The aim of these studies was to determine the intraadrenal mechanism of interleukin-1 (IL-1)-induced corticosterone release from the rat adrenal gland. To accomplish this, the role of catecholamines and eicosanoids on IL-1-induced corticosterone release was determined. Experiments were conducted on primary cultures of dispersed rat adrenal cells. Dose-dependent increases (P < 0.05) in corticosterone concentration were observed when primary adrenal cells were incubated with different doses (10(-10) to 10(-8) M) of IL-1 alpha. IL-1 alpha and IL-1 beta elevated corticosterone release after a 24 hr incubation period. ACTH elevated corticosterone levels at 4 and 24 hr. The stimulatory effect of IL-1 on corticosterone release was mimicked by epinephrine (1 microM), and was selectively blocked by the alpha-adrenergic antagonist, phentolamine (10 microM). The beta-adrenergic antagonist, propranolol (10 microM), did not change IL-1 induced corticosterone release. Neither phentolamine nor propranolol had an effect on ACTH stimulated corticosterone release. Both IL-1 alpha and IL-1 beta significantly elevated (P < 0.05) epinephrine levels after a 24 hr incubation period compared to media-treated controls. Untreated adrenal cells fixed for immunohistochemical staining with a specific anti-rat tyrosine hydroxylase antibody indicate that the primary adrenal cell preparation contained 3.1 +/- 0.45% tyrosine hydroxylase positive cells.

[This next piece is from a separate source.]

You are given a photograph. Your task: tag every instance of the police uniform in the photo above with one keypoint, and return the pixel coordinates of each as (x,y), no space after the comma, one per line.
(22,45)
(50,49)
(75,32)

On the ultrastructural level, the chromaffin cells were found to be in direct cellular contact with cortical cells. Although IL-1 alpha significantly increased (P < 0.05) prostaglandin E2 (PGE2) levels from primary adrenal cells, the presence of the cyclooxygenase inhibitor, indomethacin (10 microM) significantly inhibited IL-1 alpha-induced PGE2 secretion without altering the effect of IL-1 alpha on corticosterone release. Inhibitors of the lipoxygenase system (5-lipoxygenase, 10 microM) and the lipoxygenase and cytochrome P450 monooxygenase systems (nordihydroguaiaretic acid, 10 microM) did not effect IL-1 alpha-induced corticosterone or PGE2 release. These observations indicate that IL-1 stimulates the local release of catecholamines, which, in turn, stimulates corticosterone release through an alpha-adrenergic receptor; this mechanism is independent of PGE2.